Molecular structure-based prediction of human abdominal skin permeability coefficients for several organic compounds.

Mechanistically based predictions of skin permeability coefficients (Kp) derived solely on the basis of molecular structure information of organic compounds have not been reported previously. The objective of the present study was to predict the human abdominal Kp of structurally unrelated organic compounds using a mechanistic equation that takes into account compound-specific and species-specific determinants of Kp and relates the compound-specific determinants directly to molecular structure information. The method consisted of obtaining predictions based on a modified form of the conventional equation used to describe Kp (= P x D/L, where P, D, and L represent the stratum corneum:water partition coefficient, diffusion coefficient, and path length of diffusion).
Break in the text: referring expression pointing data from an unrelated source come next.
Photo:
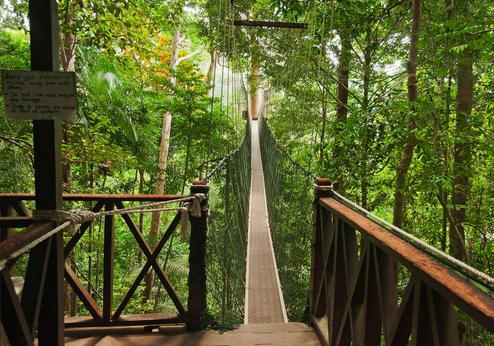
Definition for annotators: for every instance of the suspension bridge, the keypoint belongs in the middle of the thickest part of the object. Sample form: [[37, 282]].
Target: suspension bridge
[[365, 283], [272, 250]]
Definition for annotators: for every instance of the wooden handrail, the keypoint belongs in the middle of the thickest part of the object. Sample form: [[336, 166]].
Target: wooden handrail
[[105, 315], [356, 295], [463, 294], [94, 197]]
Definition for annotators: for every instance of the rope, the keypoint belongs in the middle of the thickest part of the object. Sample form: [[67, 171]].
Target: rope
[[77, 216], [69, 219], [26, 248]]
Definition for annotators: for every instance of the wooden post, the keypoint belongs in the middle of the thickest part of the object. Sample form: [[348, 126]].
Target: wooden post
[[43, 19], [196, 305], [323, 189], [108, 263]]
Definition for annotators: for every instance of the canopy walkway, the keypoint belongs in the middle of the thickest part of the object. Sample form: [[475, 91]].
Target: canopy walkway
[[365, 282]]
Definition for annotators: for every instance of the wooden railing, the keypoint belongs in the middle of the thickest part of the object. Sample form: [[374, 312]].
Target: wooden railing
[[358, 297], [15, 214]]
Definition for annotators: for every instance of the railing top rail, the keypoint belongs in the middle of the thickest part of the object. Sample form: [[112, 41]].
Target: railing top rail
[[463, 294], [95, 197]]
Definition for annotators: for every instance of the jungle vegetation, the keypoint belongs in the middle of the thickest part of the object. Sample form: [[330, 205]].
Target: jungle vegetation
[[393, 99]]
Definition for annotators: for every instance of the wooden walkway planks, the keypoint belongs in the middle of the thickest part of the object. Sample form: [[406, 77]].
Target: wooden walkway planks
[[263, 297], [262, 334]]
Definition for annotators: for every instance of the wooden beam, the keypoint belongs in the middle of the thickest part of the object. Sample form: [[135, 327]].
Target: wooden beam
[[93, 197], [270, 24], [44, 43]]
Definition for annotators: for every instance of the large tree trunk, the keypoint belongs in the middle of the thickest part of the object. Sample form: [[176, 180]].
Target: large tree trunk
[[411, 140], [163, 157], [462, 156], [342, 104]]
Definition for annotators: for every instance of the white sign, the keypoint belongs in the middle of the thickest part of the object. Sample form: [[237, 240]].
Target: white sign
[[39, 95]]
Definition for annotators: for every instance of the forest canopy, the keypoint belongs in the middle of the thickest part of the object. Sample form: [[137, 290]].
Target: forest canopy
[[392, 99]]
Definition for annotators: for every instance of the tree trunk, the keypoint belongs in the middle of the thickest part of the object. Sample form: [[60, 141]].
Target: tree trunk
[[342, 105], [462, 156], [411, 140], [163, 158]]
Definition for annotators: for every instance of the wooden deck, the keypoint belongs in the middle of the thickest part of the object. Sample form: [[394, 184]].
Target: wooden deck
[[251, 334]]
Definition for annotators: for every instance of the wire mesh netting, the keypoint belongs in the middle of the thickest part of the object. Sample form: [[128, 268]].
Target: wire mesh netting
[[227, 236], [289, 196]]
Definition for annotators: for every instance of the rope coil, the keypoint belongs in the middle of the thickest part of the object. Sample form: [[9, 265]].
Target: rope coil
[[69, 219]]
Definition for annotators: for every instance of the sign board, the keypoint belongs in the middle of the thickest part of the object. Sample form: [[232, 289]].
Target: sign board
[[39, 95]]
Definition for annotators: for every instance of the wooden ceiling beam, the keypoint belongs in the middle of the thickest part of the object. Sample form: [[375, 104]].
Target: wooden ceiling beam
[[270, 24]]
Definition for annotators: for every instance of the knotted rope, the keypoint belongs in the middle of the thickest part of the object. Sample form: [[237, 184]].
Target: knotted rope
[[69, 219], [79, 216]]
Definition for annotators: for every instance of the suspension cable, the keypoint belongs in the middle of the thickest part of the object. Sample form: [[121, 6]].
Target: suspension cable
[[452, 262]]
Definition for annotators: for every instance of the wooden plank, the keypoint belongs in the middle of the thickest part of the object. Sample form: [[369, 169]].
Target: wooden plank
[[82, 293], [44, 44], [157, 268], [94, 197], [196, 304], [21, 208], [80, 232], [15, 222], [13, 320], [108, 263], [22, 239], [460, 292], [171, 228], [124, 321], [270, 24], [34, 284]]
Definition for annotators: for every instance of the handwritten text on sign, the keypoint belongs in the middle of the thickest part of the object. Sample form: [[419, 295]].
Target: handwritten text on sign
[[39, 95]]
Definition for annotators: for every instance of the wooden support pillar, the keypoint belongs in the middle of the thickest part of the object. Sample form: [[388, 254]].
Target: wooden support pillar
[[323, 189], [43, 19], [109, 251], [197, 305]]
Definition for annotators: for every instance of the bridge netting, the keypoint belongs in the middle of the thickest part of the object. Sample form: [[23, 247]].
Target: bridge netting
[[289, 196], [229, 193]]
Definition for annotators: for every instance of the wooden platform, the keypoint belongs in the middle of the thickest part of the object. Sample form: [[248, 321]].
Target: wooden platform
[[250, 334]]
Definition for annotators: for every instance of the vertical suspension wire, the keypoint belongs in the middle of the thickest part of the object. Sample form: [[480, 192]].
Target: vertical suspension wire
[[223, 59], [313, 19], [214, 57]]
The value of P was predicted from the n-octanol:water partition coefficient (Po:w) computed from molecular structure information as well as the lipid, protein, and water contents in stratum corneum. The value of D was predicted according to the conventional Einstein-Stoke equation using the molar volume (Vmolar) of compounds computed from molecular structure information as well as data on viscosity of the stratum corneum components. Finally, the value of L was estimated in accordance with the characteristics of the diffusion pathways in the stratum corneum (i.e., transcellular and intercellular pathways). The average ratio of predicted Kp to the corresponding mean experimental values obtained from the literature was 1.25 (SD = 0.68, r = .95) for 47 structurally unrelated organic compounds (volatile organics and drugs), which were characterized by the presence of less than 2 hydrogen bonding groups and Vmolar < 231 cm3/mol. The present study is the first initiative that permits prediction of the human Kp of organic compounds by using molecular structure information as the sole chemical-specific input in a mechanistic equation.